Again, all of these things are very real to the patient. So what are some things that we can do with this condition with a SSD? Well, the first thing that I think as a nursing intervention is we need to assess their pain. We want to assess pain. Remember pain is very, very subjective. It's what you feel is what the patient feels. Remember, we have to manage the pain, regardless of if it's showing on the lab or on imaging or on the vital signs. We want to make sure we assess pain. Pain is real to patients. The last thing we want to do is to discuss symptoms with the client, when they began, and what makes them better or worse? If it's pain, that's what we call old carts with pain. 

If it's something else is going to help us make a more definitive diagnosis, and it's going to help determine how to best treat the client, making sure that we help the client recognize and avoid situations that make symptoms worse; those triggers. So let's discuss triggers. We want to discuss triggers next. We want to discuss signs and symptoms. So we want to discuss signs and symptoms and what triggers actually trigger those symptoms. We want to make sure that the family is aware and that they understand the reality of the client's condition. It can really be helpful in long-term management. That's, that's the key long term management of the condition. We want to make sure that the family is willing to provide realistic feedback and support. Remember, this is a condition and where these signs and symptoms are real to the patient. 

They manifest real inside of the patient. So we want to make sure that we're supporting that. We also want to make sure that we assess the client and see if they are having suicidal or homicidal ideations or potential substance abuse. We want to make sure that the safety of the client and those around them is the number one priority. So we want to make sure we assess suicidal ideation and if appropriate, we will put the client on suicide precautions as well. And then we want to provide teaching and demonstrations of relaxation techniques. We want to include progressive muscle relaxation and deep breathing exercises. These exercises are non-pharmacological and these tend to really help these patients that are presenting with SSD. It's going to help the client relieve acute pain and distress that they may feel, but also it's going to help them learn to control and manage the symptoms through focus and calming. 

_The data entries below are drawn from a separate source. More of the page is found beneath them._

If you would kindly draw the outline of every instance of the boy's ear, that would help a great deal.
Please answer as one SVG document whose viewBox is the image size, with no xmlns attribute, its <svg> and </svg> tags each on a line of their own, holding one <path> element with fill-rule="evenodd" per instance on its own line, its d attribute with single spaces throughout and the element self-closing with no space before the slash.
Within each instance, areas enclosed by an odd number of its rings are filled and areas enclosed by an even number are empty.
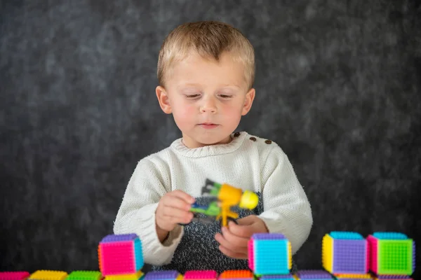
<svg viewBox="0 0 421 280">
<path fill-rule="evenodd" d="M 170 114 L 173 112 L 171 109 L 171 105 L 170 104 L 170 100 L 168 99 L 168 94 L 165 90 L 165 88 L 161 85 L 158 85 L 155 89 L 156 93 L 156 97 L 158 97 L 158 102 L 161 108 L 165 113 Z"/>
<path fill-rule="evenodd" d="M 246 99 L 244 100 L 244 106 L 243 107 L 241 115 L 246 115 L 251 108 L 255 93 L 255 90 L 252 88 L 246 94 Z"/>
</svg>

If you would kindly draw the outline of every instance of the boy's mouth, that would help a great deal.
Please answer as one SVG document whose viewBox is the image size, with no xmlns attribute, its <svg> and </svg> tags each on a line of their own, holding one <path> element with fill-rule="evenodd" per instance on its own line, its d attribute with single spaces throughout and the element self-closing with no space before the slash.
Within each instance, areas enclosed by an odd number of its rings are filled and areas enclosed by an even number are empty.
<svg viewBox="0 0 421 280">
<path fill-rule="evenodd" d="M 212 128 L 215 128 L 215 127 L 218 127 L 219 125 L 212 123 L 212 122 L 203 122 L 203 123 L 199 123 L 199 125 L 203 128 L 212 129 Z"/>
</svg>

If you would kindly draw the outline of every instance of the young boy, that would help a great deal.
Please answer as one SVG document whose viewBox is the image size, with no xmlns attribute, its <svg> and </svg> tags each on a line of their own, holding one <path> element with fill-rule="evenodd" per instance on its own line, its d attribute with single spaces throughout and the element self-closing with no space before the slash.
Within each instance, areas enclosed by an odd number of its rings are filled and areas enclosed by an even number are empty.
<svg viewBox="0 0 421 280">
<path fill-rule="evenodd" d="M 251 108 L 254 76 L 253 48 L 230 25 L 185 24 L 163 42 L 156 93 L 182 138 L 138 162 L 114 226 L 140 237 L 154 270 L 247 269 L 253 234 L 283 234 L 293 254 L 308 237 L 310 205 L 287 156 L 270 140 L 234 133 Z M 206 178 L 255 192 L 260 204 L 237 209 L 238 225 L 222 232 L 216 221 L 190 223 L 192 204 L 206 204 Z"/>
</svg>

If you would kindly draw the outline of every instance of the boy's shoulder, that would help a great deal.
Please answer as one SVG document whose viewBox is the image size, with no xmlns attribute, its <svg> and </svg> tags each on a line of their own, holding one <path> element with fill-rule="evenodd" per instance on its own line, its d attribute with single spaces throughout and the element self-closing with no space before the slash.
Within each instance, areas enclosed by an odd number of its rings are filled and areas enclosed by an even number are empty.
<svg viewBox="0 0 421 280">
<path fill-rule="evenodd" d="M 247 132 L 236 133 L 246 133 L 246 134 L 244 141 L 248 141 L 248 143 L 246 143 L 246 145 L 245 145 L 245 146 L 246 148 L 254 147 L 258 149 L 259 153 L 269 152 L 272 150 L 281 149 L 281 147 L 278 145 L 276 142 L 267 138 L 264 138 L 256 135 L 252 135 L 248 134 Z M 236 134 L 234 134 L 234 136 Z M 240 134 L 236 135 L 239 136 Z"/>
</svg>

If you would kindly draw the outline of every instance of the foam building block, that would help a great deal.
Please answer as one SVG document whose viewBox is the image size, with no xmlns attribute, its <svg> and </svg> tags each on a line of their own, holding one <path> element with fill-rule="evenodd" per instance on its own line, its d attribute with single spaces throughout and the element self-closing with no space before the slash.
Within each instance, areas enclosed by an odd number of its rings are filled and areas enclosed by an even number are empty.
<svg viewBox="0 0 421 280">
<path fill-rule="evenodd" d="M 219 276 L 220 280 L 253 280 L 253 272 L 247 270 L 225 270 Z"/>
<path fill-rule="evenodd" d="M 217 280 L 218 273 L 215 270 L 187 270 L 185 272 L 184 280 Z"/>
<path fill-rule="evenodd" d="M 36 270 L 28 280 L 65 280 L 67 272 L 58 270 Z"/>
<path fill-rule="evenodd" d="M 182 275 L 177 270 L 149 272 L 143 280 L 182 280 Z"/>
<path fill-rule="evenodd" d="M 296 279 L 291 274 L 273 274 L 262 275 L 259 280 L 295 280 Z"/>
<path fill-rule="evenodd" d="M 365 274 L 368 272 L 368 244 L 361 234 L 330 232 L 322 239 L 323 267 L 333 274 Z"/>
<path fill-rule="evenodd" d="M 248 267 L 255 275 L 288 274 L 291 244 L 283 234 L 256 233 L 248 241 Z"/>
<path fill-rule="evenodd" d="M 369 268 L 376 275 L 411 275 L 415 270 L 415 243 L 399 232 L 374 232 L 367 237 Z"/>
<path fill-rule="evenodd" d="M 332 275 L 325 270 L 298 270 L 295 274 L 296 280 L 328 280 L 333 279 Z"/>
<path fill-rule="evenodd" d="M 100 272 L 75 270 L 69 274 L 66 280 L 101 280 L 102 278 Z"/>
<path fill-rule="evenodd" d="M 136 273 L 107 275 L 104 278 L 104 280 L 140 280 L 143 279 L 144 276 L 143 272 L 138 270 Z"/>
<path fill-rule="evenodd" d="M 0 280 L 26 280 L 29 276 L 28 272 L 0 272 Z"/>
<path fill-rule="evenodd" d="M 113 275 L 121 275 L 121 279 L 135 277 L 143 267 L 140 239 L 135 234 L 107 235 L 98 245 L 98 261 L 106 278 Z"/>
<path fill-rule="evenodd" d="M 375 280 L 413 280 L 406 275 L 375 275 Z"/>
<path fill-rule="evenodd" d="M 366 273 L 363 274 L 338 274 L 335 275 L 335 279 L 337 280 L 372 280 L 373 276 L 368 273 Z"/>
</svg>

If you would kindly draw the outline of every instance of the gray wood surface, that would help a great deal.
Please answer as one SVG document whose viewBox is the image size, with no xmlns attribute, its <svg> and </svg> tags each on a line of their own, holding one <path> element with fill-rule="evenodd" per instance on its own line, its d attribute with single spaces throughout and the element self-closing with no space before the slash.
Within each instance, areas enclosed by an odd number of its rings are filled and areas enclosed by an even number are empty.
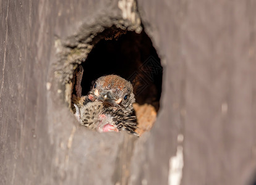
<svg viewBox="0 0 256 185">
<path fill-rule="evenodd" d="M 168 184 L 177 146 L 181 184 L 253 178 L 255 1 L 137 1 L 164 68 L 158 119 L 139 139 L 77 125 L 54 73 L 56 40 L 119 18 L 119 1 L 0 1 L 0 184 Z"/>
</svg>

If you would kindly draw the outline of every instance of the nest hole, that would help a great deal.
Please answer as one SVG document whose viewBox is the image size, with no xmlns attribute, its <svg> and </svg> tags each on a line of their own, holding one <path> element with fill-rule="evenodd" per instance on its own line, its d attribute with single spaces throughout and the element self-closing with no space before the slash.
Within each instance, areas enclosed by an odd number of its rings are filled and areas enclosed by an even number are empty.
<svg viewBox="0 0 256 185">
<path fill-rule="evenodd" d="M 156 118 L 162 86 L 163 68 L 150 38 L 143 30 L 138 34 L 111 28 L 98 34 L 93 42 L 96 44 L 81 64 L 83 74 L 79 93 L 87 95 L 93 81 L 103 75 L 117 75 L 130 81 L 136 99 L 136 131 L 141 135 Z M 77 70 L 74 76 L 79 72 Z M 74 88 L 72 94 L 77 93 Z"/>
</svg>

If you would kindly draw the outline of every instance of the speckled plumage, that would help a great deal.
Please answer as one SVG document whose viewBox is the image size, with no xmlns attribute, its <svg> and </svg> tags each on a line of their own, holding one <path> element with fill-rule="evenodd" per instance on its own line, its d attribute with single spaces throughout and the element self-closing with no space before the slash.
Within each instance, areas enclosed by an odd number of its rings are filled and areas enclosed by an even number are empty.
<svg viewBox="0 0 256 185">
<path fill-rule="evenodd" d="M 75 101 L 74 105 L 75 115 L 82 125 L 100 132 L 124 130 L 137 135 L 136 117 L 132 115 L 135 97 L 130 82 L 117 75 L 100 77 L 81 99 L 82 102 Z"/>
</svg>

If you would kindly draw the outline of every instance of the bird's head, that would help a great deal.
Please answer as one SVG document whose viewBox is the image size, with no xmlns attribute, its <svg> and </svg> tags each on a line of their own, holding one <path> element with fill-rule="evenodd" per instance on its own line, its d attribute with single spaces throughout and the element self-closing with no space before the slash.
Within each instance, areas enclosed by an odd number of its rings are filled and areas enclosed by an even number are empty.
<svg viewBox="0 0 256 185">
<path fill-rule="evenodd" d="M 132 84 L 114 75 L 96 80 L 88 97 L 92 101 L 101 101 L 109 107 L 121 108 L 127 115 L 132 112 L 135 101 Z"/>
</svg>

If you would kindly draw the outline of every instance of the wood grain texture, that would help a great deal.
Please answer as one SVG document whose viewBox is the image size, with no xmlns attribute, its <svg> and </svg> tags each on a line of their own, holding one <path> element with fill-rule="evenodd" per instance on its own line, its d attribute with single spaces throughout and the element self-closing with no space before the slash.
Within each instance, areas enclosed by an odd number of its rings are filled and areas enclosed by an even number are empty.
<svg viewBox="0 0 256 185">
<path fill-rule="evenodd" d="M 168 184 L 178 144 L 182 184 L 249 183 L 256 3 L 137 1 L 164 67 L 156 122 L 139 139 L 79 126 L 53 70 L 55 41 L 119 16 L 118 1 L 0 1 L 1 184 Z"/>
</svg>

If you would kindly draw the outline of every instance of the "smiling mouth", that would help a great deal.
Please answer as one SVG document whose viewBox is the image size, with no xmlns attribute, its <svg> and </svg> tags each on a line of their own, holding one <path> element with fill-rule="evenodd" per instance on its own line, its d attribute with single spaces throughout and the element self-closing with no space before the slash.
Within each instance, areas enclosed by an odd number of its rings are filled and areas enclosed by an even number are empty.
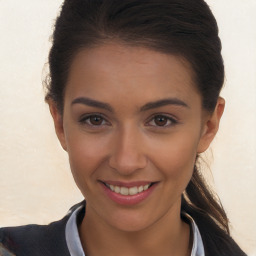
<svg viewBox="0 0 256 256">
<path fill-rule="evenodd" d="M 105 182 L 102 182 L 102 183 L 116 194 L 120 194 L 123 196 L 133 196 L 133 195 L 140 194 L 144 191 L 147 191 L 156 182 L 151 182 L 146 185 L 134 186 L 134 187 L 129 187 L 129 188 L 125 187 L 125 186 L 116 186 L 116 185 L 108 184 Z"/>
</svg>

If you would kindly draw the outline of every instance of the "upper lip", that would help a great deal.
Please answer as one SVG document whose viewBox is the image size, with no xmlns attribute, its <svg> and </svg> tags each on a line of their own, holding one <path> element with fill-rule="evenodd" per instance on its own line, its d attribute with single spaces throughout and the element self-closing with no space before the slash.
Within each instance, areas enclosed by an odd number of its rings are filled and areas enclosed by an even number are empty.
<svg viewBox="0 0 256 256">
<path fill-rule="evenodd" d="M 119 187 L 127 187 L 127 188 L 145 186 L 147 184 L 155 183 L 153 181 L 123 182 L 123 181 L 112 181 L 112 180 L 102 180 L 101 182 L 106 183 L 108 185 L 119 186 Z"/>
</svg>

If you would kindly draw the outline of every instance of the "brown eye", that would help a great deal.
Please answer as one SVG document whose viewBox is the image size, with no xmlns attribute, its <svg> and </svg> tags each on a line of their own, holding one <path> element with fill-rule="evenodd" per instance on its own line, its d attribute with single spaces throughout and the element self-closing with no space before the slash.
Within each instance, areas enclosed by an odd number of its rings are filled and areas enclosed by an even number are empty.
<svg viewBox="0 0 256 256">
<path fill-rule="evenodd" d="M 101 125 L 103 123 L 104 119 L 101 116 L 90 116 L 89 122 L 92 125 Z"/>
<path fill-rule="evenodd" d="M 168 123 L 169 118 L 166 116 L 156 116 L 154 121 L 157 126 L 165 126 Z"/>
<path fill-rule="evenodd" d="M 178 122 L 173 117 L 167 115 L 155 115 L 147 125 L 155 127 L 172 127 L 177 123 Z"/>
</svg>

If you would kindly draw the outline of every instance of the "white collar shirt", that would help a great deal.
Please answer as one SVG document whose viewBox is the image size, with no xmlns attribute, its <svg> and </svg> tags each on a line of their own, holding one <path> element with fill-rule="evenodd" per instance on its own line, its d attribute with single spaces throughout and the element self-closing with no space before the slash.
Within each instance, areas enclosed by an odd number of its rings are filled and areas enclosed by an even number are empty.
<svg viewBox="0 0 256 256">
<path fill-rule="evenodd" d="M 80 206 L 79 208 L 77 208 L 71 214 L 66 224 L 65 236 L 66 236 L 66 242 L 69 249 L 69 253 L 71 256 L 86 256 L 83 251 L 83 247 L 81 244 L 81 240 L 80 240 L 78 228 L 77 228 L 77 215 L 83 207 L 84 206 Z M 195 221 L 188 214 L 184 214 L 184 215 L 186 216 L 187 219 L 189 219 L 192 227 L 193 246 L 192 246 L 191 256 L 205 256 L 202 237 L 200 235 L 199 229 Z"/>
</svg>

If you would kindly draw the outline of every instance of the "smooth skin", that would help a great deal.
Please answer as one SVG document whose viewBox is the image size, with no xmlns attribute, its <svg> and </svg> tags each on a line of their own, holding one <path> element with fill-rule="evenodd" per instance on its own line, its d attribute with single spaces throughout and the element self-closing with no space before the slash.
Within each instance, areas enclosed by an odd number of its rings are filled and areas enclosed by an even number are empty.
<svg viewBox="0 0 256 256">
<path fill-rule="evenodd" d="M 208 113 L 182 58 L 117 42 L 84 49 L 71 65 L 61 115 L 50 111 L 67 151 L 86 216 L 88 255 L 191 254 L 181 195 L 197 154 L 213 140 L 225 102 Z M 120 205 L 102 182 L 156 182 L 135 205 Z"/>
</svg>

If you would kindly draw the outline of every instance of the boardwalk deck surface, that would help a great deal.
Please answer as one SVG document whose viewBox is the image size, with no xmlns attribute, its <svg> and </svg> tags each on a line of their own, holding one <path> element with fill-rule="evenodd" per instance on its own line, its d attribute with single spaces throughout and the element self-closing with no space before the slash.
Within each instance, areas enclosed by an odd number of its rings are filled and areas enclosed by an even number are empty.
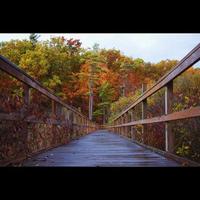
<svg viewBox="0 0 200 200">
<path fill-rule="evenodd" d="M 100 130 L 24 161 L 23 166 L 168 167 L 178 166 L 119 135 Z"/>
</svg>

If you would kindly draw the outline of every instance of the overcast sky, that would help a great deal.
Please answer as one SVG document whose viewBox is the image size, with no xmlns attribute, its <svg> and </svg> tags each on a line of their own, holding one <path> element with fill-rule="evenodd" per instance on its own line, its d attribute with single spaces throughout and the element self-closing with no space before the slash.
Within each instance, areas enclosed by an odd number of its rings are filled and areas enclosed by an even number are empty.
<svg viewBox="0 0 200 200">
<path fill-rule="evenodd" d="M 83 47 L 98 43 L 100 48 L 115 48 L 146 62 L 182 59 L 200 42 L 200 34 L 40 34 L 39 40 L 53 36 L 80 39 Z M 0 34 L 0 41 L 28 39 L 29 34 Z"/>
</svg>

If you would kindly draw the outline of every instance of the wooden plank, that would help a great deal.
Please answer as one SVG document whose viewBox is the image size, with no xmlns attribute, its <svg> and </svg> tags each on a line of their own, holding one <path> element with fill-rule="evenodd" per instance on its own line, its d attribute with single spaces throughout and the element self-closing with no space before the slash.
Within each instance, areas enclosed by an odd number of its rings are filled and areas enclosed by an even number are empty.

Deep breathing exercises are what's important for these patients so they can have a sense of control. So let's take a look at the key points. Remember, the patho of this is that this is a mental illness. SSD is a mental illness that causes unexplained physical symptoms, such as pain. And it's very disruptive to the patient's life. The subjective data that the patient is going to present with is that they are going to have pain. They're going to have fatigue. They're going to have chest pain, anxiety, and shortness of breath. However, for us, it's going to show vomiting. They're all remarkable. CT, x-ray MRI. They're going to have normal lab results. They may have some paralysis that manifests from the condition. Our first and number one thing is we're going to do a good pain assessment. We want to make sure that we are on top of their pain because, remember, pain is subjective and it must be addressed. 

Whether it may not be a physical reason for pain, we must address it per the policy of your facility. Also these patients, because of all of the things that are going on, are not listened to by their healthcare team. They are at an increased risk for suicide. So we want to assess if they have a plan, if they do have a plan, maybe we want to make a suicide contract with these patients. And then this is initiate a suicide risk. I know that this was a lot of content, but you all are going to get through it. Well, we love you guys; go out and be your best self today. And, as always, happy nursing.